Just as it seems investors’ comfort level with private equity investments has further developed so too has the infrastructure and overall stability of the industry. And, this growth and development has extended to how professionals are compensated. In many ways the industry has become more institutionalized with more people filling more layers of roles. As the market has developed we’ve noticed that the volume of demand for professionals at nearly all levels has increased and the hiring market itself has become a fluid process both in terms of how professionals are compensated and when and how they are hired.
Some General Observations
Overall, most indications are that it has been a solid year for Wall Street and the financial markets in general where compensation has been up and hiring has been steady. In our view, the same can be said of alternative assets where fundraising has been strong, new positions continue to be created and pay has been rising across all asset classes. In fact, as evident from this report, total compensation for nearly all titles increased from last year’s levels, with most of the gains coming from increases in bonuses.
Not surprisingly,we’ve observed that compensation at later-stage private equity firms (buyout/growth equity funds), early-stage venture capital firms and private equity fund of funds increases significantly as fund size increases and as the titles increase in seniority.
The main driver of the increase in compensation continues to be the large amount of capital that poured into all alternative assets including buyouts (where fundraising set new records), venture capital and fund of funds. As in other years, we continue to see that buyout/growth equity funds pay more than venture capital funds and fund of funds.This is for two basic reasons: (1) they have larger management fees because, on average, they have more capital
under management, and (2) the financial skill sets demanded are usually more rigorous and competitive with Wall Street and thus more costly as compensation there has been driven higher.
• The record-breaking fundraising by several large buyout/growth equity funds (“mega-funds”) over the past couple of years has led to heightened demand for people to help invest those funds. Specifically, the increased competitive pressures for top talent pushed compensation higher at the mega-funds and had a trickle-down effect throughout the industry pushing compensation up at the mid- to larger-sized funds which had to keep pace if they wanted to retain and attract top talent.
• Competition from hedge funds, which continued to lure away some of the same talent, was another factor that drove compensation higher.

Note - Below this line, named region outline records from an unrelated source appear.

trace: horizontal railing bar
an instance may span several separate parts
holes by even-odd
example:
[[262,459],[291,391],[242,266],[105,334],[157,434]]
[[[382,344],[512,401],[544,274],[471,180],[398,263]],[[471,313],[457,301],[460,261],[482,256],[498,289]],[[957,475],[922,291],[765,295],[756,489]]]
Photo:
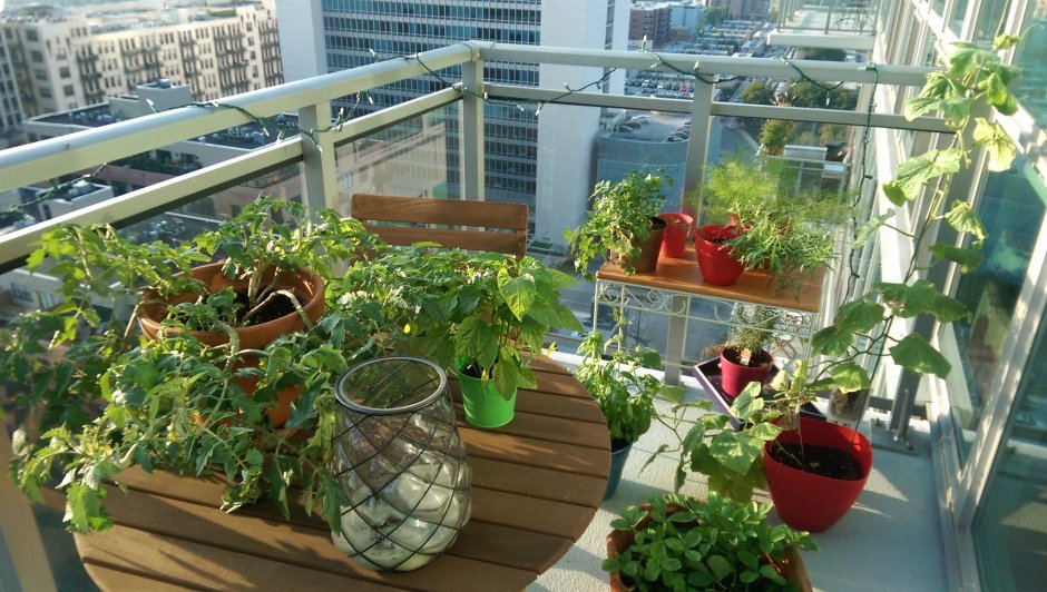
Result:
[[[267,170],[302,160],[302,139],[265,146],[199,170],[86,206],[32,226],[0,236],[0,273],[22,265],[43,233],[63,224],[126,226],[187,201],[221,191]],[[249,169],[245,167],[249,165]]]
[[457,87],[446,88],[437,92],[423,95],[393,107],[386,107],[365,116],[358,117],[342,125],[341,129],[332,129],[335,146],[355,140],[361,136],[373,134],[381,129],[394,126],[408,119],[428,114],[434,109],[447,107],[461,100],[461,92]]
[[[221,103],[246,109],[258,117],[271,117],[420,76],[427,68],[440,70],[458,66],[471,57],[472,49],[459,43],[422,53],[420,59],[424,66],[418,60],[392,59],[244,92],[224,98]],[[0,151],[0,170],[3,170],[0,191],[249,122],[251,118],[235,109],[183,107],[11,148]],[[105,160],[100,160],[99,155],[105,155]]]
[[[691,99],[659,99],[639,96],[597,95],[595,92],[575,92],[565,97],[562,90],[511,85],[485,85],[483,88],[488,92],[488,96],[503,100],[549,101],[556,99],[556,102],[550,105],[613,107],[677,114],[691,112]],[[900,115],[872,114],[870,117],[868,114],[861,111],[841,111],[836,109],[714,102],[711,112],[714,116],[791,119],[795,121],[842,124],[847,126],[865,126],[868,122],[870,127],[914,129],[918,131],[937,131],[940,134],[953,134],[956,131],[947,127],[945,122],[937,117],[920,117],[910,121]]]
[[[565,66],[588,66],[598,68],[625,68],[630,70],[650,70],[674,72],[659,62],[653,52],[613,51],[604,49],[555,48],[540,46],[513,46],[489,41],[469,41],[468,45],[480,51],[485,60],[508,60],[524,62],[558,63]],[[698,73],[712,76],[760,76],[764,78],[787,78],[796,80],[800,73],[781,59],[740,58],[706,56],[694,53],[662,53],[662,61],[685,72],[692,72],[699,63]],[[865,63],[830,62],[815,60],[790,60],[809,78],[826,82],[868,82],[880,85],[920,86],[929,72],[937,68],[917,66],[877,65],[875,70]]]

• The positions that are considered to be the future leaders of buyout/growth equity firms—the Senior Associates,VPs and Principals—saw the biggest gains in compensation at those firms.Total average compensation for Senior Associates,VPs and Principals rose 16%, 18% and 9%, respectively.
• There is a trend within venture capital toward some funds raising large amounts of capital to do more multi-stage investing. We have seen these larger VC funds raising compensation
as part of their efforts to bring on some of the same people who are predominantly targeted by buyout funds.

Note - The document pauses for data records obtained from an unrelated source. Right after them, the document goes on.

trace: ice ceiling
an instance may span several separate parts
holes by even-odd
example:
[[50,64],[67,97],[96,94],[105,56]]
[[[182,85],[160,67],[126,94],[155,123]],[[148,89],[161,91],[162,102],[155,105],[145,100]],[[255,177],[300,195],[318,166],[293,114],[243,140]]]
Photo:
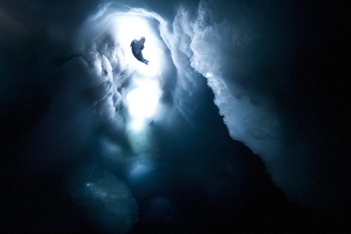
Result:
[[[103,154],[92,161],[100,160],[110,169],[101,175],[96,172],[99,168],[86,162],[89,169],[77,173],[84,174],[80,175],[83,178],[73,179],[73,186],[81,184],[82,188],[73,196],[97,210],[112,230],[115,225],[126,232],[137,219],[138,205],[128,186],[139,184],[140,178],[158,166],[157,157],[167,155],[157,151],[157,144],[162,138],[171,141],[171,135],[159,132],[177,132],[183,120],[189,128],[196,127],[193,114],[204,106],[201,80],[213,92],[228,134],[261,157],[274,183],[288,197],[315,204],[319,201],[313,198],[326,188],[315,186],[317,182],[311,179],[312,161],[305,158],[312,151],[308,144],[284,134],[288,124],[272,94],[274,85],[270,86],[276,81],[267,82],[256,73],[260,69],[256,57],[262,58],[256,54],[262,52],[255,45],[264,44],[260,40],[265,39],[249,23],[222,19],[218,12],[223,10],[211,8],[206,1],[200,1],[196,9],[193,13],[179,7],[170,20],[150,10],[101,5],[76,35],[73,47],[79,56],[63,66],[68,80],[80,77],[82,86],[89,91],[88,107],[78,118],[89,118],[98,129]],[[141,37],[146,38],[143,54],[148,65],[131,52],[131,42]],[[157,200],[170,202],[163,197]],[[91,204],[103,204],[113,215],[105,218],[106,210]],[[115,223],[116,219],[123,224]]]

• In addition to matching compensation levels of buyout funds, some large VC funds are also implementing a more bonus heavy structure.

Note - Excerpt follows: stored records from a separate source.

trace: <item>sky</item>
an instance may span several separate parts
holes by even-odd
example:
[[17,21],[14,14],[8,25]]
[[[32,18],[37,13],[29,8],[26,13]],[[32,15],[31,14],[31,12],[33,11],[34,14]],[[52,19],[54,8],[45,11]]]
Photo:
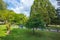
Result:
[[[26,16],[29,16],[31,6],[33,5],[34,0],[3,0],[8,4],[7,9],[13,10],[16,13],[23,13]],[[56,0],[50,0],[52,5],[57,8]]]

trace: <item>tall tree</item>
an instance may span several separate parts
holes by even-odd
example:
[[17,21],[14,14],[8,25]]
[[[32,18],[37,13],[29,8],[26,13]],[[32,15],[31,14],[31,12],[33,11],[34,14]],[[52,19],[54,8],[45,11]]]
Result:
[[40,14],[42,19],[46,24],[50,24],[51,19],[55,18],[56,11],[55,8],[52,6],[49,0],[34,0],[34,4],[31,7],[30,16],[34,16]]
[[0,10],[6,10],[6,3],[3,0],[0,0]]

• The positions that saw the biggest gains in total average compensation at VC firms were VPs (up 16%), Senior Associates (up 12%) and Associates (up 12%).
Fund of Funds
• As a group, there was not much movement on the compensation front among smaller funds.
• The most significant increases were mainly at the more senior roles such as VP and Principal where overall total average compensation regardless of fund size rose 6% and 9%, respectively.
• Larger fund of funds have been pursuing increased co-investment activities. As they emphasize this strategy they are starting to demand more of an analytical/investment skill set and are competing more with private equity funds for some of that talent.
• To attract those professionals who would normally have later stage private equity options we’ve seen the larger fund of funds starting to mimic buyout funds in the way they structure
compensation—namely that a higher percentage of total compensation is in the form of bonuses.